About the Dish

  • Beets

    Beets

  • PeachDish Salt

    PeachDish Salt

  • Hanger Steak

    Hanger Steak

  • Watercress

    Watercress

  • Walnuts

    Walnuts

  • Lemon

    Lemon

  • Fig Balsamic Vinegar

    Fig Balsamic Vinegar

  • Butter

    Butter

  • Dried Cherries

    Dried Cherries

  • Parmesan Cheese

    Parmesan Cheese

METHOD

1
• Heat oven to 425° F. • Halve beets lengthwise; thinly slice crosswise. • On a baking sheet, toss beets with 1 teaspoon olive oil and 1/4 teaspoon PeachDish Salt. Spread in a single layer. • Roast in oven until beets are tender with crisp edges, about 15 minutes.
2
MISE EN PLACE • Chop walnuts. • Discard any tough watercress stems. Cut watercress. • Halve lemon. Juice 2 teaspoons (save remaining lemon for another use).
3
Season steak on all sides with a total 1/4 teaspoon PeachDish Salt and 1/4 teaspoon pepper.
4
In a bowl, toss beets with watercress, cherries, walnuts, 1 teaspoon olive oil and measured lemon juice.
5
• Place a skillet over medium heat. Add 1 teaspoon olive oil. When oil is hot, add steak.
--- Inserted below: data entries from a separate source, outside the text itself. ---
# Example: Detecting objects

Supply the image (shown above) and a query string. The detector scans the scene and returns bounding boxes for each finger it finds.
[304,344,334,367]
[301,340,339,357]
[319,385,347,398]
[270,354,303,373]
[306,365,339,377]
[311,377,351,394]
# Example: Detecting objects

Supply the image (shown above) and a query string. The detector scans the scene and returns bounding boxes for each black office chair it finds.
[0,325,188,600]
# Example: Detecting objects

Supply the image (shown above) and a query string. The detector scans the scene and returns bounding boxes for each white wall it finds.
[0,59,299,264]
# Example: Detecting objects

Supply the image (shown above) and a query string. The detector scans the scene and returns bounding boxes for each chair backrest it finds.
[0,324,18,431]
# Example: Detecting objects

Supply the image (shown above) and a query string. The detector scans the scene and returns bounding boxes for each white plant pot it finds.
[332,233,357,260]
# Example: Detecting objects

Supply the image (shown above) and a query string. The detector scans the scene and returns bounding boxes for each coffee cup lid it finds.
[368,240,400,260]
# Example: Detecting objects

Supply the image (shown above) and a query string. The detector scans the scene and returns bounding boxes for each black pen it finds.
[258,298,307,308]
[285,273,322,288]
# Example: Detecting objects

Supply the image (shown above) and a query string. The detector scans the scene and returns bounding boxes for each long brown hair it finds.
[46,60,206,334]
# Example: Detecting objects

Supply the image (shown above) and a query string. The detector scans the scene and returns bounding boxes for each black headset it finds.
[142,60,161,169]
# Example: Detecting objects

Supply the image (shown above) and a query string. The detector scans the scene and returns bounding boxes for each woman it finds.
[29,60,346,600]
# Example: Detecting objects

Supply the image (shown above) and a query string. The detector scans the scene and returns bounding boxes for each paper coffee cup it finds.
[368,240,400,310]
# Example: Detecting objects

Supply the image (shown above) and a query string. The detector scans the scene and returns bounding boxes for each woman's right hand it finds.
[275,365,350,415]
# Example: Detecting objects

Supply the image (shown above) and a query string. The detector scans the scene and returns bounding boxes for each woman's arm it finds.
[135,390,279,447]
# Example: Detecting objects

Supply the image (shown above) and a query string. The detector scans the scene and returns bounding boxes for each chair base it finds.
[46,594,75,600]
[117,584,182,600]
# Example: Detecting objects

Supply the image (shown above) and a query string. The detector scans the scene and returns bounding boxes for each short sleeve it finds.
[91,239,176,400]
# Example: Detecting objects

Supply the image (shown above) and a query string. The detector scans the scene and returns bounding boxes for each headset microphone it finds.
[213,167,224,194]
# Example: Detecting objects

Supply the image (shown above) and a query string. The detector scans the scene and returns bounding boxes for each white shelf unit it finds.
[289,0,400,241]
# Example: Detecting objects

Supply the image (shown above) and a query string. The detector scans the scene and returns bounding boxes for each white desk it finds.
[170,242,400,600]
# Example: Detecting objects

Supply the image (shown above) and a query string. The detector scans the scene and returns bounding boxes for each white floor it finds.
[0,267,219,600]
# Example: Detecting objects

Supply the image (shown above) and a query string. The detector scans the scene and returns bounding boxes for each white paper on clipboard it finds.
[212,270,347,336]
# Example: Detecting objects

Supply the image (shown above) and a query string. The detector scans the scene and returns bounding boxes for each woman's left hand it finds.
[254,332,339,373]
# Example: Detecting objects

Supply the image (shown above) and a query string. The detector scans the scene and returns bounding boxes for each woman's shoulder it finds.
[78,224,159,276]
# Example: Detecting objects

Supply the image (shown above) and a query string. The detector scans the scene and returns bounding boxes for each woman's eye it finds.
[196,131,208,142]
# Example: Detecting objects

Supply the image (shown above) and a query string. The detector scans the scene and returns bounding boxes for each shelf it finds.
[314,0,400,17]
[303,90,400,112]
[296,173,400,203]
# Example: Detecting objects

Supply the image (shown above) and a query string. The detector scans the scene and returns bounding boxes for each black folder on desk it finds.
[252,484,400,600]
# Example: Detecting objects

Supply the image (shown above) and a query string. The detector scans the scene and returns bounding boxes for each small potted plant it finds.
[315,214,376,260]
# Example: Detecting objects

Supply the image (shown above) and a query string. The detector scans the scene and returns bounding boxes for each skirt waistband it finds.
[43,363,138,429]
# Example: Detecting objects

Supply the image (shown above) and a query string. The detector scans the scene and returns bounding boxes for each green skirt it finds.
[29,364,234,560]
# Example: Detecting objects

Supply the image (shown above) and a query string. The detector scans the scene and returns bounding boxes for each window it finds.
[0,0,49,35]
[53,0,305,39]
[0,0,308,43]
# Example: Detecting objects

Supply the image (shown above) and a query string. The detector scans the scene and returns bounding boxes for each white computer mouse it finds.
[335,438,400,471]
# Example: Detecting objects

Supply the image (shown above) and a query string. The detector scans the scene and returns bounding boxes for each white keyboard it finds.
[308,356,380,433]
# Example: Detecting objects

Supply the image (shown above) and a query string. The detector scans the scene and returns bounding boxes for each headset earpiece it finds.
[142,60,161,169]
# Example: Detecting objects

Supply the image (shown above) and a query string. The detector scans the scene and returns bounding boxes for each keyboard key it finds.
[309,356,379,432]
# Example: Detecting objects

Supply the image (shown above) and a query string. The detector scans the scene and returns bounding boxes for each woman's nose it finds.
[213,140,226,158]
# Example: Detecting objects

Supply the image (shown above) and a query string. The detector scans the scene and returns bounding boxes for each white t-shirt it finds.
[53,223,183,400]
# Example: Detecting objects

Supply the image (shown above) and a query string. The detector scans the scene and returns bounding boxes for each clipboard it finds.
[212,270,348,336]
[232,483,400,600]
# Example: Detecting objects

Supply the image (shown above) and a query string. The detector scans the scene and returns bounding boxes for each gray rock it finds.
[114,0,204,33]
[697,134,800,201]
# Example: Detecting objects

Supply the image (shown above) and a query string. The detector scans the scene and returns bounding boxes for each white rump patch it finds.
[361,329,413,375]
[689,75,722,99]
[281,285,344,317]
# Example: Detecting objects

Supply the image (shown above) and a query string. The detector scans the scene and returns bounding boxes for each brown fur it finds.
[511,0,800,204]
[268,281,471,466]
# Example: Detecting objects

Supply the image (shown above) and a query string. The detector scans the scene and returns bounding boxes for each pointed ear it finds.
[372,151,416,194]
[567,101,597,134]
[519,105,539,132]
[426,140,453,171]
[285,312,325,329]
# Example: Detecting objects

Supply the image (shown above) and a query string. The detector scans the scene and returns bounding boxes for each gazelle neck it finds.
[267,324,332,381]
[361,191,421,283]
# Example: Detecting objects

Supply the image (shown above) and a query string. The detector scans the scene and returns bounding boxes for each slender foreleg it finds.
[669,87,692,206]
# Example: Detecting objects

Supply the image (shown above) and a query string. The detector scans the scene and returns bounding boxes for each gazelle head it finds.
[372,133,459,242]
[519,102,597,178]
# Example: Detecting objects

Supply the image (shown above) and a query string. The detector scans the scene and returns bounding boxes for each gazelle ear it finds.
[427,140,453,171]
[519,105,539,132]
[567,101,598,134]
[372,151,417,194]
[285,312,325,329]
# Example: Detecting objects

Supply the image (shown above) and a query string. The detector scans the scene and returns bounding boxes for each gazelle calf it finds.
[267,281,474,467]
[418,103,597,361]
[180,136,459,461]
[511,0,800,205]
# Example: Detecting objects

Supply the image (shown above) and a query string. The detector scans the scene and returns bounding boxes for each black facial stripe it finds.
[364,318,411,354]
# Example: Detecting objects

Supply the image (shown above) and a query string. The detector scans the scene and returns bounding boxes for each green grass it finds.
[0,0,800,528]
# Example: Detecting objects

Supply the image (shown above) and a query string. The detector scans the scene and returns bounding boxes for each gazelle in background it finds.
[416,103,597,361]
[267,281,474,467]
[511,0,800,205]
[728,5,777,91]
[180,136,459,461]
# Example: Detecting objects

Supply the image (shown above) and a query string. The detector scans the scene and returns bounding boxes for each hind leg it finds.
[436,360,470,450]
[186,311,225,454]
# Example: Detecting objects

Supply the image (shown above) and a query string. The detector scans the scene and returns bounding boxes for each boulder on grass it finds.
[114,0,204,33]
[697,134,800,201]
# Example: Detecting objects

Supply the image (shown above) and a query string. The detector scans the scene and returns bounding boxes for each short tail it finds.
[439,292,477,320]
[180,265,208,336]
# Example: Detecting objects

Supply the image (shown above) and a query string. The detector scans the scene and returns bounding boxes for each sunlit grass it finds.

Cook without disturbing until browned on bottom, about 3 minutes. • Flip, and cook without disturbing about 3 minutes for medium-rare. (For medium to medium-well, cook 1-2 minutes more per side.) • Transfer to a plate. Let rest 5 minutes.
6
While steak rests: • Add to skillet vinegar and 1/4 cup water. Remove from heat. • Stir in butter.
7
• Thinly slice steak against the grain. • Divide steak between 2 plates, and top with pan sauce. • Divide salad plates. Sprinkle Parmesan over salads, and enjoy!